Approximating observables is as hard as counting

Abstract: We study the computational complexity of estimating local observables for Gibbs distributions. A simple combinatorial example is the average size of an independent set in a graph. In a recent work, we established NP-hardness of approximating the average size of an independent set utilizing hardness of the corresponding optimization problem and the related phase transition behavior. Here, we instead consider settings where the underlying optimization problem is easily solvable. Our main contribution is to classify the complexity of approximating a wide class of observables via a generic reduction from approximate counting to the problem of estimating local observables. The key idea is to use the observables to interpolate the counting problem. Using this new approach, we are able to study observables on bipartite graphs where the underlying optimization problem is easy but the counting problem is believed to be hard.
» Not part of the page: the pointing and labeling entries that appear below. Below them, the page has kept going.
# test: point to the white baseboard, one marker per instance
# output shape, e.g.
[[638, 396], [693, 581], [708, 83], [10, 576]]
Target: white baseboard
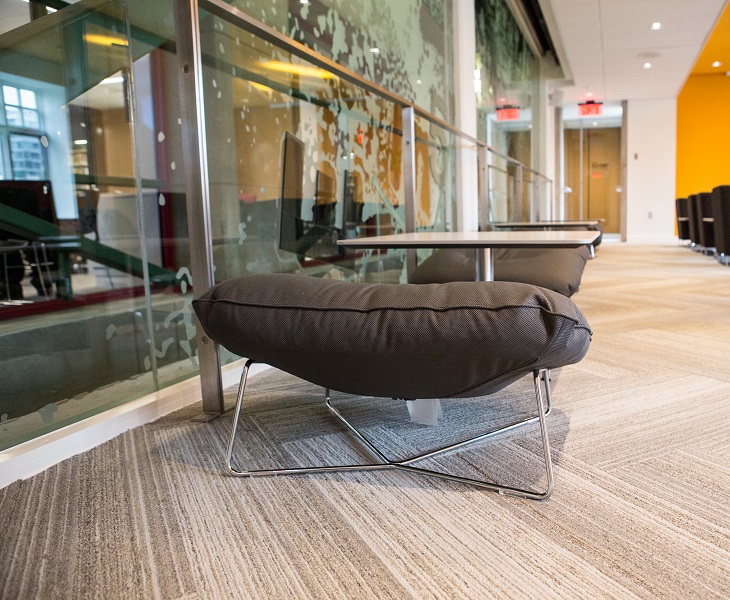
[[656, 240], [36, 455]]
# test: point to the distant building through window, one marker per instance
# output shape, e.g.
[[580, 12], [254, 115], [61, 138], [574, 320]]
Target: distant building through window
[[22, 141]]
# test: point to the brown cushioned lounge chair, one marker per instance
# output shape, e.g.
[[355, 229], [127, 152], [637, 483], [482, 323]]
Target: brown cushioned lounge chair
[[452, 340]]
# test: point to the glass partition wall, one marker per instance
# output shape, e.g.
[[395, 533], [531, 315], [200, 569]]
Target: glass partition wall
[[138, 181], [95, 294]]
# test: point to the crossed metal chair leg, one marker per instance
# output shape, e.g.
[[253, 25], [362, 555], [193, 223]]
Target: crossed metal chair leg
[[383, 462]]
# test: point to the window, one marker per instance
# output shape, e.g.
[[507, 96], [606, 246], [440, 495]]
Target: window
[[21, 139]]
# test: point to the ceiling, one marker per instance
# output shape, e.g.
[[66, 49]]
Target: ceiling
[[603, 45]]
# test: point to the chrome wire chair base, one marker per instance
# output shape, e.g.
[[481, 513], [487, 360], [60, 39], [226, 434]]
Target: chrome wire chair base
[[383, 462]]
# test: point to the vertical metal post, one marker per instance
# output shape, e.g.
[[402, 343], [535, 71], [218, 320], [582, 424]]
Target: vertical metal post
[[409, 178], [195, 160], [519, 192], [483, 159]]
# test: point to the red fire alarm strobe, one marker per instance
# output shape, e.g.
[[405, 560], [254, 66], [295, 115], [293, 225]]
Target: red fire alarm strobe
[[508, 113], [591, 108]]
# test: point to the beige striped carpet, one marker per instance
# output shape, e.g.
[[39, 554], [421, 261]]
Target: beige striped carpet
[[641, 442]]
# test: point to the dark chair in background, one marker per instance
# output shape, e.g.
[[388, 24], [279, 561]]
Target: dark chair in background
[[706, 222], [682, 207], [34, 198], [721, 215], [693, 203]]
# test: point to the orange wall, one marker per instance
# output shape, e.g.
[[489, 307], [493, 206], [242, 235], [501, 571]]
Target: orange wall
[[703, 134]]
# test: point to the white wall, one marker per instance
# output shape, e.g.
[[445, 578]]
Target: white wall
[[464, 40], [651, 170]]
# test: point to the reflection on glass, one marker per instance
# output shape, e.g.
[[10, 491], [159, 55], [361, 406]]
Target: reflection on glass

The most-well studied class of graphs that was excluded from previous hardness results were bipartite graphs. We establish hardness for estimating the average size of the independent set in bipartite graphs of maximum degree 6; more generally, we show tight hardness results for general vertex-edge observables for antiferromagnetic 2-spin systems on bipartite graphs. Our techniques go beyond 2-spin systems, and for the ferromagnetic Potts model we establish hardness of approximating the number of monochromatic edges in the same region as known hardness of approximate counting results.